Normalmente, nunca sabrían lo que pasaba por su mente. Pero cuando se trataba de su hermana, los sentimientos más profundos de su jefe estaban escritos en toda su cara. A veces se preguntaban si su Señorita sería la eventual perdición de este hombre invencible.

Sunny y Danny se inclinaron.

—Muy bien jefe, lo haremos —dijeron los hermanos antes de salir del ático.

Han Jian Yu pasó sus dedos por su cabello oscuro mientras se recostaba en el sofá, mirando al techo. Sus pensamientos divagaron cada vez más lejos antes de posarse en su hermana. Había cosas que aún no le había contado. Le prometió que le contaría todo cuando se volvieran a ver, pero no quería poner en peligro su vida. Tampoco estaba preparado para la confrontación que probablemente cambiaría su relación para siempre.

Mia salió de su aturdimiento. Rápidamente se limpió la baba de la boca con su cola esponjosa antes de mirar el sofá que estaba mojado con su saliva. Parpadeó dos veces y la humedad gradualmente desapareció. Se apresuró hacia Han Jian Yu antes de subirse a su hombro y frotar su cuello con la boca. «No frunzas el ceño, belleza. No frunzas el ceño. No quiero que envejezcas más rápido», sus cejas se juntaron.

Quería decir eso en voz alta, pero probablemente sería un poco extraño. Los humanos son tímidos, temerosos de todo, se asustan fácilmente y demás. ¿Qué pasaría si su presa huía de ella?

Han Jian Yu miró a la criatura que se acomodaba con él.

—Qué cosita tan necesitada… —Ha estado haciendo esto todo el camino de regreso a su casa. La agarró por la parte posterior del cuello antes de colocarla en el sofá—. Voy a tomar una ducha. Quédate ahí tranquila —no sabía por qué estaba hablando con un animal, pero parecía que ella entendía sus palabras.

Mia entrecerró los ojos. ¿Por qué este hombre la estaba tirando aquí y allá? ¡Qué desobediente!

Han Jian Yu se detuvo cuando escuchó el ruido que hacía.

—Sucia —sus cejas se juntaron mirando su pelaje y cara completamente ennegrecidos. Después de todo, ella estaba cerca en el momento de la explosión. ¿Cómo podría salir limpia?

Mia parpadeó. «Aunque guapo, estás más sucio que yo. ¡Humph!» Agitó su cola.

—No soy un experto en entender el lenguaje animal —frunció el ceño—. ¿Qué tipo de carga se había impuesto a sí mismo solo para hacer feliz a su hermana? —¿Quieres bañarte conmigo? —fue todo lo que pudo concluir al ver al zorro acercándose.

Los ojos de Mia se abrieron de par en par. ¿Bañarse con él? ¡¡No!! El pelo en la parte posterior de su cuello se erizó.

—¿Estás tan emocionada por bañarte? —El hombre pasó sus dedos por su cabello varias veces antes de recoger al zorro del tamaño de una palma del sofá.

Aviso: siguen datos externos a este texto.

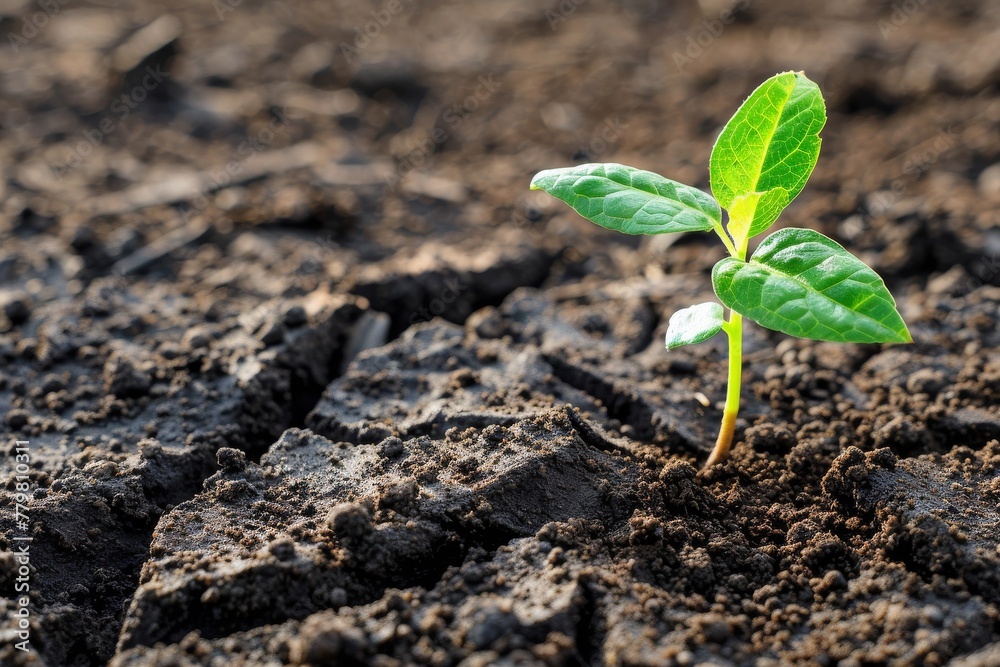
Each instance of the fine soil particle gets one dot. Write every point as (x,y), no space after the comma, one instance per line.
(310,377)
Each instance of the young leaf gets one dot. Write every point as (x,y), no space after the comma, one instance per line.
(694,324)
(630,200)
(804,284)
(772,142)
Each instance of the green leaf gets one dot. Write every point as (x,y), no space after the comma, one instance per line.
(630,200)
(772,142)
(804,284)
(694,324)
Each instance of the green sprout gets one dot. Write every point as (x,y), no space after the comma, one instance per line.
(798,282)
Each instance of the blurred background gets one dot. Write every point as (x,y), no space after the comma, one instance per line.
(242,149)
(177,177)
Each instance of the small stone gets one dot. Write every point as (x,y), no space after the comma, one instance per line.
(124,378)
(282,548)
(16,306)
(231,460)
(273,334)
(349,521)
(391,447)
(926,381)
(295,317)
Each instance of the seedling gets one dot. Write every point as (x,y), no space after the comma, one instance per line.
(798,282)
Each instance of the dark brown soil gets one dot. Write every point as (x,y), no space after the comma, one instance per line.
(310,377)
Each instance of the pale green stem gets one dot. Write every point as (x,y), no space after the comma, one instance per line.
(725,239)
(734,330)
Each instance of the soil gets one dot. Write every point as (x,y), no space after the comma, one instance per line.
(309,377)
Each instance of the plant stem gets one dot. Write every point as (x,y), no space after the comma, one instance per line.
(734,329)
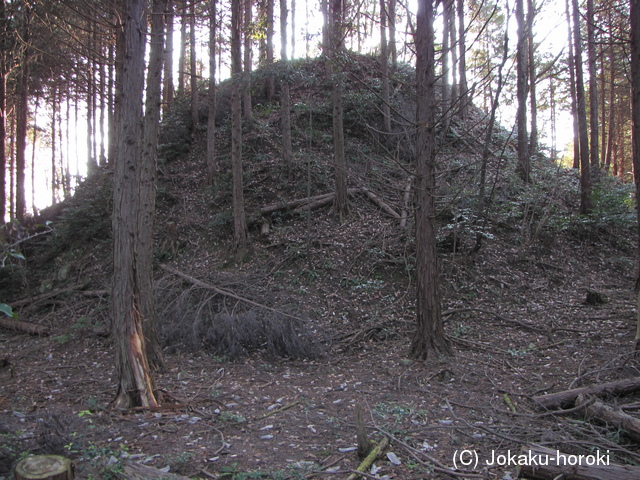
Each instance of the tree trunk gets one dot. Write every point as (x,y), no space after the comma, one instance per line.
(594,153)
(248,59)
(462,62)
(239,221)
(533,135)
(583,133)
(340,204)
(285,96)
(168,89)
(384,69)
(22,119)
(135,385)
(523,168)
(212,167)
(193,74)
(635,136)
(54,111)
(182,58)
(572,87)
(148,183)
(271,85)
(3,112)
(393,49)
(429,339)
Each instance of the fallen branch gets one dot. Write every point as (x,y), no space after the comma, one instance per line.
(609,415)
(30,328)
(551,464)
(568,397)
(220,291)
(381,203)
(278,410)
(293,203)
(368,461)
(44,296)
(524,325)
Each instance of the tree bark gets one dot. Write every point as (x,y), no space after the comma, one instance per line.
(22,118)
(212,166)
(429,339)
(610,416)
(594,126)
(148,183)
(523,168)
(248,58)
(635,136)
(285,95)
(340,203)
(239,221)
(384,69)
(193,74)
(583,133)
(3,111)
(135,384)
(168,90)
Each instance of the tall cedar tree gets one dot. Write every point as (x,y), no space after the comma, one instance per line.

Parecía que prefería la limpieza.

Mia luchó en su agarre. Estaba ansiosa por dormir con él, pero bañarse… era lo último que quería hacer con él. No podía bañarse junto con él. Era algo sagrado en su cultura, considerado no menos que un matrimonio.

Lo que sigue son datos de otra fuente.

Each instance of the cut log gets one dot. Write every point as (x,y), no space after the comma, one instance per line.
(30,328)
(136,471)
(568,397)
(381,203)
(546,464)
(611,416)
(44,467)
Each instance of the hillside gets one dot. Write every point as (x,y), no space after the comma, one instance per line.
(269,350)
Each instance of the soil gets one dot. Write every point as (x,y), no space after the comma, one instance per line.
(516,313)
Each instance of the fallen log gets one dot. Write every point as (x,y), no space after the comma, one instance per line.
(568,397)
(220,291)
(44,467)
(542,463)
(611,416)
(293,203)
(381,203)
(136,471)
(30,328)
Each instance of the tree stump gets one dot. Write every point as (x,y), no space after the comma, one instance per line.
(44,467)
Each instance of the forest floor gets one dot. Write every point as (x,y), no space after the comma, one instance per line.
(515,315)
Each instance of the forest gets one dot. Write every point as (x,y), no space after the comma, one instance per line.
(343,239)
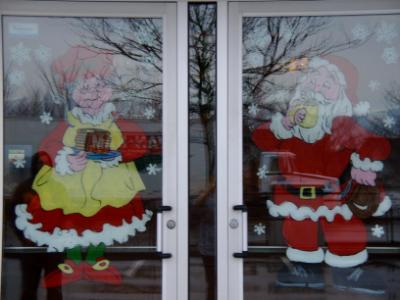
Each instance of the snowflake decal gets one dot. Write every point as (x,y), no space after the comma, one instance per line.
(43,54)
(19,163)
(253,109)
(262,172)
(259,228)
(20,54)
(149,113)
(362,108)
(374,85)
(389,122)
(360,32)
(152,169)
(390,56)
(46,118)
(386,33)
(378,231)
(17,78)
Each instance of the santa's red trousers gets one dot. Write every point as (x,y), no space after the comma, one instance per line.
(342,237)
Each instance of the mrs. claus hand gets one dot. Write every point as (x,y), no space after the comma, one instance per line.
(77,162)
(299,116)
(363,177)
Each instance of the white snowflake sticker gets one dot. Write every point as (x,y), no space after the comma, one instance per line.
(386,33)
(43,54)
(374,85)
(253,109)
(389,122)
(17,78)
(152,169)
(259,228)
(149,113)
(262,172)
(20,54)
(46,118)
(19,163)
(360,32)
(390,55)
(378,231)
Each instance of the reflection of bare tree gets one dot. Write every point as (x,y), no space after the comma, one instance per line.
(393,94)
(137,41)
(273,46)
(202,46)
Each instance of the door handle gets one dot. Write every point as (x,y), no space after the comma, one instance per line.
(159,246)
(243,209)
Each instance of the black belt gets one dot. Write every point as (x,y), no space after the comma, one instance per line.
(307,192)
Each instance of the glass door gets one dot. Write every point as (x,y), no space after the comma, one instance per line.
(316,151)
(89,151)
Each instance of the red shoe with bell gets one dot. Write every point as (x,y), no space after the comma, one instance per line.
(102,271)
(67,272)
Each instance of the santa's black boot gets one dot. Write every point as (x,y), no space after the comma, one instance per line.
(358,279)
(297,274)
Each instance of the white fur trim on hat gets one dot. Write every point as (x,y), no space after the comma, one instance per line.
(103,115)
(346,261)
(312,257)
(62,164)
(366,164)
(383,207)
(317,62)
(59,239)
(278,129)
(288,209)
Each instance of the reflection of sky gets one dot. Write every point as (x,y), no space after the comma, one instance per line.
(369,58)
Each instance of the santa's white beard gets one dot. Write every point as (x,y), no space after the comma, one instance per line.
(327,111)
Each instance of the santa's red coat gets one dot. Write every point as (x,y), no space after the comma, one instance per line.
(135,145)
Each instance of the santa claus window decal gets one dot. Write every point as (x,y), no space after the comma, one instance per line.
(321,103)
(82,115)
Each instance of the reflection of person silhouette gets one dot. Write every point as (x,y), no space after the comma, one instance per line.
(34,263)
(324,139)
(206,200)
(88,189)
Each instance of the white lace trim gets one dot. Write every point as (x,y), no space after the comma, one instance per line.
(59,239)
(366,164)
(346,261)
(278,129)
(287,209)
(97,119)
(383,207)
(62,164)
(311,257)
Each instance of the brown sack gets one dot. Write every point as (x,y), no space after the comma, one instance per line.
(363,200)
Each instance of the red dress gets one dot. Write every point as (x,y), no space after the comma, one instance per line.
(315,164)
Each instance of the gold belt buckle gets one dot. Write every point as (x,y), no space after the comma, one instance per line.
(308,192)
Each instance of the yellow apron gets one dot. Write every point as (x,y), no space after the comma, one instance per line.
(88,191)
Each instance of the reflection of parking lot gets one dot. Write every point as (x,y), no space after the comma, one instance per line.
(262,190)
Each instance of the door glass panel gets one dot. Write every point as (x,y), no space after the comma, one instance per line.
(82,157)
(321,107)
(202,151)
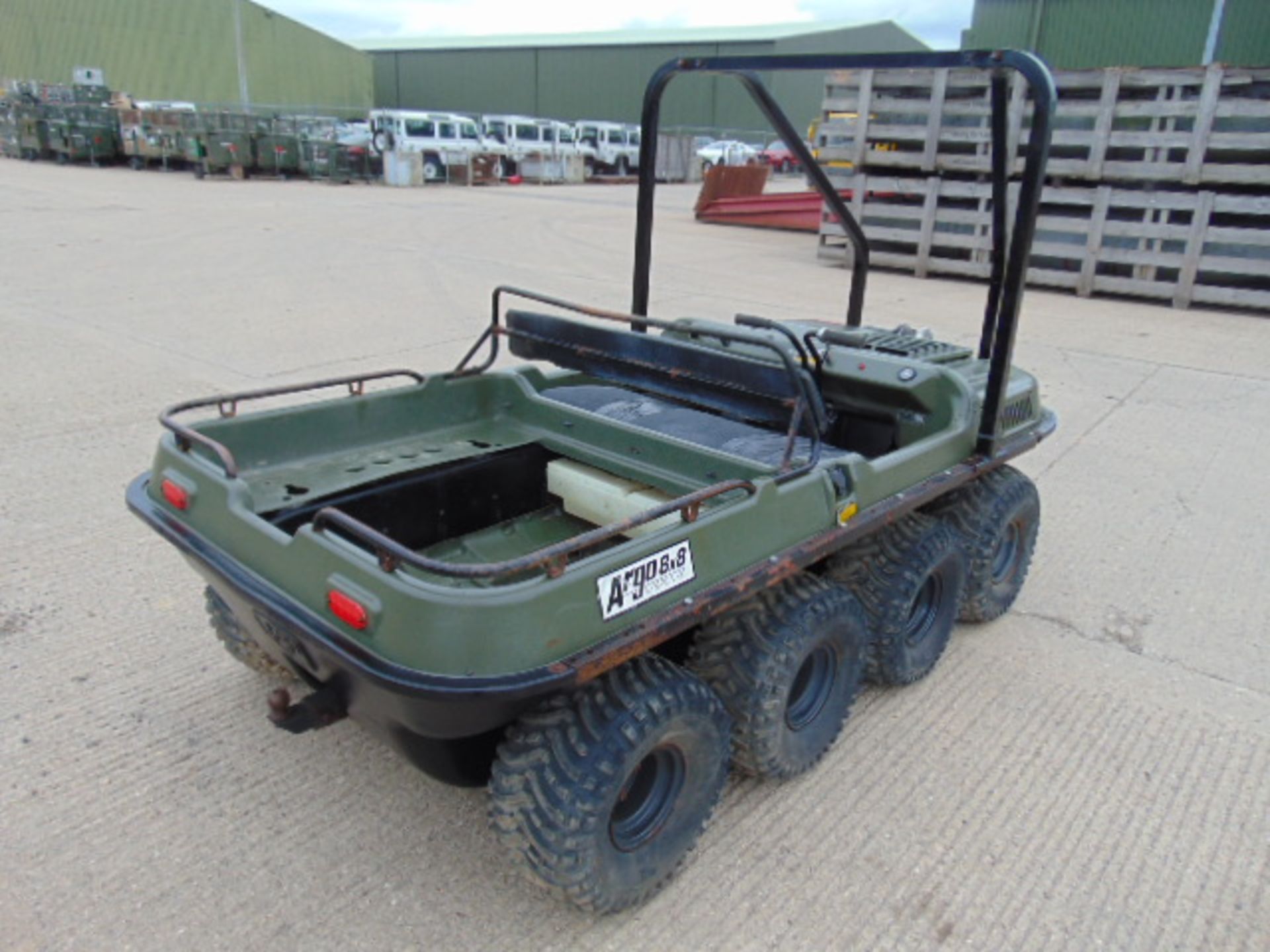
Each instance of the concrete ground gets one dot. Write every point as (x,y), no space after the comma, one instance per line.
(1089,772)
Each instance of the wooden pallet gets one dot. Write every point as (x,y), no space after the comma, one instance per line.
(1160,244)
(1191,126)
(1159,182)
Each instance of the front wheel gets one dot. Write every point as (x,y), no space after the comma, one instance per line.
(996,520)
(600,795)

Como descendiente de un antiguo zorro de nueve colas, no se le permitía hacer esto. Solo podía bañarse junto con su pareja, el hombre con el que se casaría, con quien estaría para siempre. Pero tal hombre no existía. Ella quería hombres a su alrededor, no un solo hombre.

Miró a Han Jian Yu. En el momento en que se vieran desnudos, en sus estados más vulnerables, ella inmediatamente volvería a su verdadero ser y él se convertiría en su hombre por la gracia de sus antepasados.

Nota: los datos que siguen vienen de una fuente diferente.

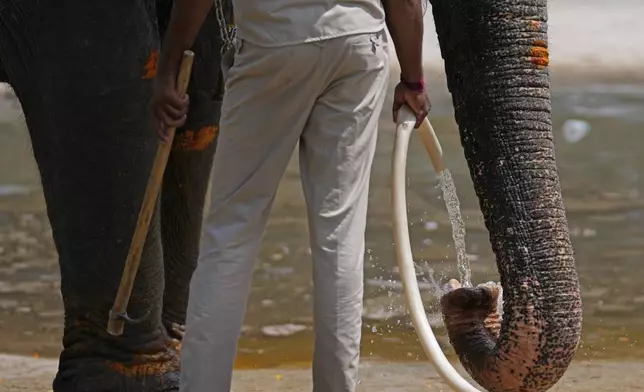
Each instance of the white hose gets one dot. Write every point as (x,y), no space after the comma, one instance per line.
(406,121)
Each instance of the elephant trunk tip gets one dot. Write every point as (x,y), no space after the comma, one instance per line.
(472,315)
(511,360)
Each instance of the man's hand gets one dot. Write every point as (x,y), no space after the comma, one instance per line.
(169,109)
(416,100)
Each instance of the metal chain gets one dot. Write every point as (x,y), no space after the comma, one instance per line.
(227,30)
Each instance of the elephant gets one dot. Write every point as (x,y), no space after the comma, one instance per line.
(84,72)
(497,70)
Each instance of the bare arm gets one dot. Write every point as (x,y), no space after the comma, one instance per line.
(405,22)
(185,22)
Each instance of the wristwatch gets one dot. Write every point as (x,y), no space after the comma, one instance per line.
(414,86)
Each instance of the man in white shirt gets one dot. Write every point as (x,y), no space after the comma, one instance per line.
(307,71)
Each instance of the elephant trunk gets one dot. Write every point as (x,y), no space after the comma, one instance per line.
(496,61)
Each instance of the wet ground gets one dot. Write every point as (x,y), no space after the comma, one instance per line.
(34,375)
(602,174)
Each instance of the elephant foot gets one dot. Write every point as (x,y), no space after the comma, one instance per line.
(472,312)
(157,372)
(176,333)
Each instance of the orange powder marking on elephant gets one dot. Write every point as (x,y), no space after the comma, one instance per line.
(539,54)
(152,366)
(151,65)
(195,141)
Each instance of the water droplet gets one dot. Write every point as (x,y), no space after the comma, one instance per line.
(575,130)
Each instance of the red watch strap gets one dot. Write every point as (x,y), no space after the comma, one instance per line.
(414,86)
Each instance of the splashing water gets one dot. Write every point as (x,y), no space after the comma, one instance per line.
(458,226)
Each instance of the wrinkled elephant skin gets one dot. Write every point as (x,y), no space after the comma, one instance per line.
(496,61)
(83,72)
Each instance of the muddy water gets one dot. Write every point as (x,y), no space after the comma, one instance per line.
(602,173)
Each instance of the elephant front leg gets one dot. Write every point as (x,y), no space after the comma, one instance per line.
(187,174)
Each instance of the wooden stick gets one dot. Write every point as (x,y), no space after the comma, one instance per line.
(118,314)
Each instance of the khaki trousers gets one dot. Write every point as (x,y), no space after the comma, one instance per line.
(327,96)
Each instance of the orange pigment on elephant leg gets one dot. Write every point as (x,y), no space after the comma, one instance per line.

Y eso no sería menos que un error porque el compromiso de un zorro de nueve colas está destinado a durar toda la vida, a diferencia de los humanos que se cansan de sus parejas en meses o pocos años.

Lo último que Mia quería eran restricciones sobre sí misma. Los compromisos no eran lo suyo.

—Cálmate. Te estoy llevando allí. Ten paciencia —Han Jian Yu frunció el ceño mirando a la criatura que apenas podía quedarse quieta—. Pequeña cosa extraña.